FFH || 02

45 12 29
                                        

***

"Berulang kali aku bilang, menjauhlah dariku!"

***

Hari yang cerah membuat semua orang menjalankan aktivitas dengan gembira. Sinar mentari seakan membawa kebahagiaan hari ini. Di SMA Jaya Bangsa semua murid berbondong-bondong menuju kelas karena bel masuk baru saja berbunyi. Kegiatan belajar mengajar akan dilaksanakan sebentar lagi.

Brak! Brak!

Suara pukulan meja terdengar jelas, semua murid seketika diam. Guru itu termasuk killer sehingga mampu membuat penghuni kelas diam seribu bahasa, meski ada yang mengumpat dalam hati. Seorang guru berdiri di depan kelas 11 MIPA 2 dengan wajah garang. Dia menoleh ke samping memersilahkan seorang murid perempuan yang sedang tersenyum gugup.

"Hallo, perkenalkan namaku Amanda Ramachyian bisa kalian panggil 'Manda'. Apa ada yang mau ditanyakan?" sapa sekaligus tanya murid perempuan itu dengan senyuman lebar.

Wajah cantik dan terkesan imut milik Manda seakan menghipnotis para kaum cowok di kelas. Suara gaduh kembali menyerbu indera pendengaran. Bagi para wanita, hal ini terlihat aneh. Menurut mereka hal ini biasa saja. Namun, hal ini menjadi luar biasa di mata para cowok.

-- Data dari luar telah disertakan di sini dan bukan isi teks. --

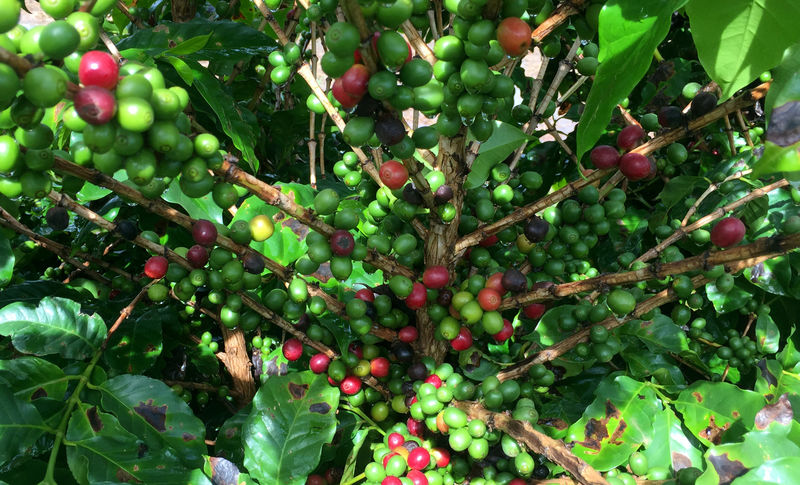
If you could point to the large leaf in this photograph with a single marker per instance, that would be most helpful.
(151, 411)
(287, 243)
(785, 85)
(618, 421)
(670, 447)
(20, 425)
(233, 119)
(737, 40)
(773, 472)
(767, 334)
(731, 460)
(630, 31)
(135, 346)
(102, 451)
(6, 261)
(504, 140)
(55, 326)
(709, 409)
(31, 378)
(197, 207)
(293, 416)
(660, 333)
(229, 444)
(200, 39)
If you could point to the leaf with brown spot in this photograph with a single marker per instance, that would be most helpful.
(727, 470)
(710, 408)
(615, 424)
(103, 451)
(94, 419)
(298, 391)
(712, 432)
(285, 432)
(781, 412)
(156, 416)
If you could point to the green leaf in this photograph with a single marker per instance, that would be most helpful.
(777, 159)
(293, 416)
(617, 422)
(287, 243)
(55, 326)
(231, 116)
(101, 450)
(197, 207)
(630, 31)
(660, 333)
(547, 331)
(20, 425)
(227, 41)
(357, 439)
(785, 85)
(767, 334)
(6, 261)
(773, 472)
(731, 460)
(31, 378)
(678, 188)
(183, 69)
(670, 448)
(229, 442)
(504, 140)
(737, 40)
(135, 346)
(710, 408)
(190, 46)
(151, 411)
(34, 291)
(727, 302)
(789, 356)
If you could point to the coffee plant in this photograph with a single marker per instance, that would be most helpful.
(400, 242)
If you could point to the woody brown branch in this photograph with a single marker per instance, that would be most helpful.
(560, 15)
(708, 218)
(767, 247)
(665, 296)
(536, 441)
(568, 190)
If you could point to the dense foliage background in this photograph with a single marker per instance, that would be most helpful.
(499, 305)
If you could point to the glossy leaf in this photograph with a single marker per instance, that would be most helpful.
(709, 409)
(55, 326)
(293, 416)
(773, 472)
(136, 345)
(504, 140)
(737, 40)
(785, 85)
(287, 243)
(226, 40)
(197, 207)
(31, 378)
(618, 421)
(150, 410)
(658, 333)
(630, 31)
(767, 334)
(20, 425)
(229, 443)
(678, 188)
(241, 128)
(730, 461)
(670, 447)
(103, 451)
(6, 261)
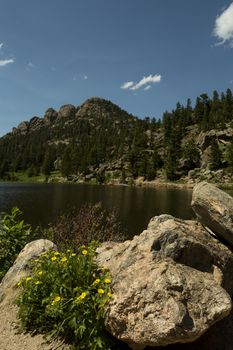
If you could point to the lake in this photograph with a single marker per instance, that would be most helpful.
(41, 203)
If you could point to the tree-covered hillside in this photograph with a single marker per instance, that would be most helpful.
(98, 138)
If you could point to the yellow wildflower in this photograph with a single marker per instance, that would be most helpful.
(81, 297)
(100, 291)
(64, 259)
(38, 282)
(107, 281)
(56, 300)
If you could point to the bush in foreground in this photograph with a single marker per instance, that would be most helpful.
(65, 296)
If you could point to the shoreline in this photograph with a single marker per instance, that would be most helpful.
(138, 183)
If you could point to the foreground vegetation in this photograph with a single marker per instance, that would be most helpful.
(66, 292)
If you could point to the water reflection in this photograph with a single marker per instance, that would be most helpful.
(41, 203)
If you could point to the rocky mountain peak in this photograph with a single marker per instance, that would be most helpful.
(100, 108)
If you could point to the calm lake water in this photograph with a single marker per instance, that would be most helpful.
(41, 203)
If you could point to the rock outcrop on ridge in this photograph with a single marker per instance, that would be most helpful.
(171, 283)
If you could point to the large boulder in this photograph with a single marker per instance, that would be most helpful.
(169, 283)
(214, 209)
(21, 267)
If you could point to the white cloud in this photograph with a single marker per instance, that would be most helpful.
(5, 62)
(127, 85)
(30, 66)
(150, 79)
(146, 80)
(223, 29)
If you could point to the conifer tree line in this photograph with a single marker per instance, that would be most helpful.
(142, 146)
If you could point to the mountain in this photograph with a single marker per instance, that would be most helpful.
(99, 142)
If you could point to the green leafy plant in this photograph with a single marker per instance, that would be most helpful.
(65, 296)
(90, 222)
(14, 234)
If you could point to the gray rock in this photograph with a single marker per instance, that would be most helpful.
(35, 123)
(167, 283)
(21, 268)
(23, 128)
(67, 111)
(214, 208)
(50, 116)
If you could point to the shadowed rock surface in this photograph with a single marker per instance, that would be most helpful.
(21, 268)
(167, 283)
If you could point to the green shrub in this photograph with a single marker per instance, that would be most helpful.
(65, 297)
(14, 234)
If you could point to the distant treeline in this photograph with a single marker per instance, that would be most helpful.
(79, 145)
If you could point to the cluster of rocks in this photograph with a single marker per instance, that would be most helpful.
(172, 284)
(92, 109)
(218, 176)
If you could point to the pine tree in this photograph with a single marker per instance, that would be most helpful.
(215, 156)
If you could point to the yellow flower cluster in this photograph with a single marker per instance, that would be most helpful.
(80, 297)
(56, 300)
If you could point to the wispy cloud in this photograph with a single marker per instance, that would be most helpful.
(5, 62)
(127, 85)
(30, 66)
(145, 81)
(223, 28)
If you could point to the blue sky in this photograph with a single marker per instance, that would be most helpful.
(144, 55)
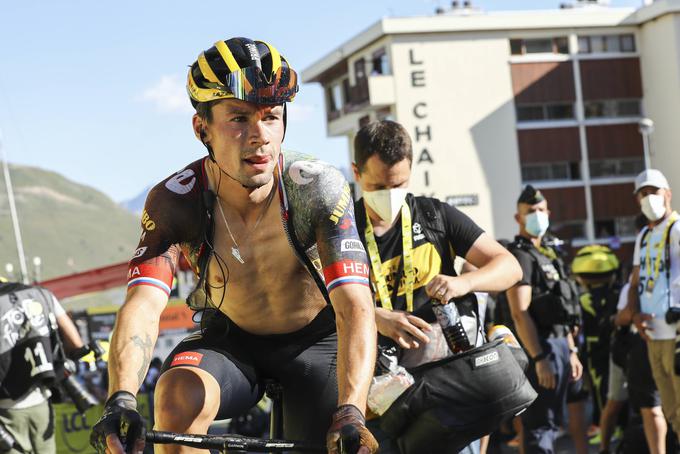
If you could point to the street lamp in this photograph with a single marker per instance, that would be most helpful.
(9, 268)
(646, 128)
(37, 262)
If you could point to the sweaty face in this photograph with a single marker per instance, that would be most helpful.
(246, 140)
(377, 175)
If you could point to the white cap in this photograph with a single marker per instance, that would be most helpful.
(650, 177)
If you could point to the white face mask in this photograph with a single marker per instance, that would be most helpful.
(653, 206)
(537, 223)
(386, 202)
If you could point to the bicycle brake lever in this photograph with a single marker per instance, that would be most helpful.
(349, 441)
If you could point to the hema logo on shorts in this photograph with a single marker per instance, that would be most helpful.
(350, 245)
(487, 359)
(186, 359)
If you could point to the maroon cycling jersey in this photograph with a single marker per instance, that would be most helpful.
(316, 210)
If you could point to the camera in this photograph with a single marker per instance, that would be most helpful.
(80, 396)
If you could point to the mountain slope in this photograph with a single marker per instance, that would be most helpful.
(71, 227)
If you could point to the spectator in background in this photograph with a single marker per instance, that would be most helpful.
(412, 243)
(596, 270)
(31, 322)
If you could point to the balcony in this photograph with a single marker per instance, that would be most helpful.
(374, 91)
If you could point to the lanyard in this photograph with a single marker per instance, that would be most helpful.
(407, 257)
(659, 254)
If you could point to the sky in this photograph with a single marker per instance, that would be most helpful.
(94, 90)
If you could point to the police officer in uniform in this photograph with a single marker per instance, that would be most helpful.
(544, 308)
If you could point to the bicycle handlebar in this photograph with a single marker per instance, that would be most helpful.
(231, 443)
(348, 443)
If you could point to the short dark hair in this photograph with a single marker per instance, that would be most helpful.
(388, 139)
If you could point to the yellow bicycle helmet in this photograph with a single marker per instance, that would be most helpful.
(243, 69)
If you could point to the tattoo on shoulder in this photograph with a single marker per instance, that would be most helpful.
(147, 349)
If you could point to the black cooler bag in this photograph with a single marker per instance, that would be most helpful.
(457, 400)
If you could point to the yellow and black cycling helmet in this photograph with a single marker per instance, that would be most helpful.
(595, 259)
(244, 69)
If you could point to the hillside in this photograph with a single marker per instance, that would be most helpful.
(71, 227)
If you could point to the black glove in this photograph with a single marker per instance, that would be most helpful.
(121, 418)
(349, 415)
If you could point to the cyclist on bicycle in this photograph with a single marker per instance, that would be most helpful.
(267, 272)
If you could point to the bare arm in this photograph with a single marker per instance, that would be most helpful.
(134, 337)
(497, 269)
(519, 299)
(357, 343)
(69, 334)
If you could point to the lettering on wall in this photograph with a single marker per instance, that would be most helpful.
(422, 133)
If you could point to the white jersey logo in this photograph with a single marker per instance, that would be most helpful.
(177, 183)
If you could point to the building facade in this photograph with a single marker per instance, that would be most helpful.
(494, 101)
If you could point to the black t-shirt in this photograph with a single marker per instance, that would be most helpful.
(461, 232)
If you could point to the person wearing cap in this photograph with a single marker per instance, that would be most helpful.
(655, 286)
(412, 243)
(544, 308)
(630, 356)
(596, 269)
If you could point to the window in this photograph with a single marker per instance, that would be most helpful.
(380, 62)
(541, 112)
(538, 46)
(559, 45)
(606, 43)
(551, 171)
(612, 108)
(360, 69)
(613, 43)
(336, 98)
(530, 112)
(614, 167)
(559, 111)
(627, 43)
(516, 46)
(562, 45)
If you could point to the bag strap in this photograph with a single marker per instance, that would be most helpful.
(432, 215)
(667, 261)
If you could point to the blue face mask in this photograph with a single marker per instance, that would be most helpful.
(536, 223)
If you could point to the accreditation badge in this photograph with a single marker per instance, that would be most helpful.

"Manda sudah punya pacar belum?"

"Manda minta nomor WhatsApp, dong."

"Manda, aku untukmu."

"Manda nanti kita ke kantin bareng ya"

Sahutan perkenalan Manda diserbu sahutan alay dari kaum cowok. Manda hanya meresponnya tersenyum malu. Namun, hal itu justru membuat mereka terlihat lebih alay. Padahal hanya sebatas senyum, tetapi mereka seakan mendapat uang miliaran rupiah. Kaum cewek hanya bisa bergidik ngeri melihat kelakuan mereka.

Berbeda dengan satu gadis yang duduk di pojok jendela sendirian. Gadis itu Tita, dia tampak tidak begitu peduli tentang apapun. Tita memiringkan kepalanya di atas meja menghadap jendela. Terlihat beberapa kelas, yang sedang memiliki jadwal olahraga.

"Manda, kamu bawa apa itu?"

Samar-samar Tita mendengar suara murid perempuan yang memanggil nama anak baru itu. Tita memejamkan matanya, menikmati angin sepoi-sepoi yang berhembusan melalui celah jendela hingga membuat suasana menjadi lebih sejuk. Guru barusan telah pergi beberapa menit lalu karna jadwal pelajaran kini digantikan dengan jadwal istirahat.

"Itu siapa? kenapa sendirian di sana?" Manda terlihat penasaran dengan Tita.

"Oh, itu Titania. Murid anti pergaulan di sini. Lo gak usah dekat dia, dia akan mengusir siapapun yang dekat dengannya, dia tidak memiliki satu orang pun teman."

"Benarkah, kenapa bisa begitu?"

"Iya, gue gak tau alasannya apa. Kalau lo gak percaya, lo bisa coba sendiri."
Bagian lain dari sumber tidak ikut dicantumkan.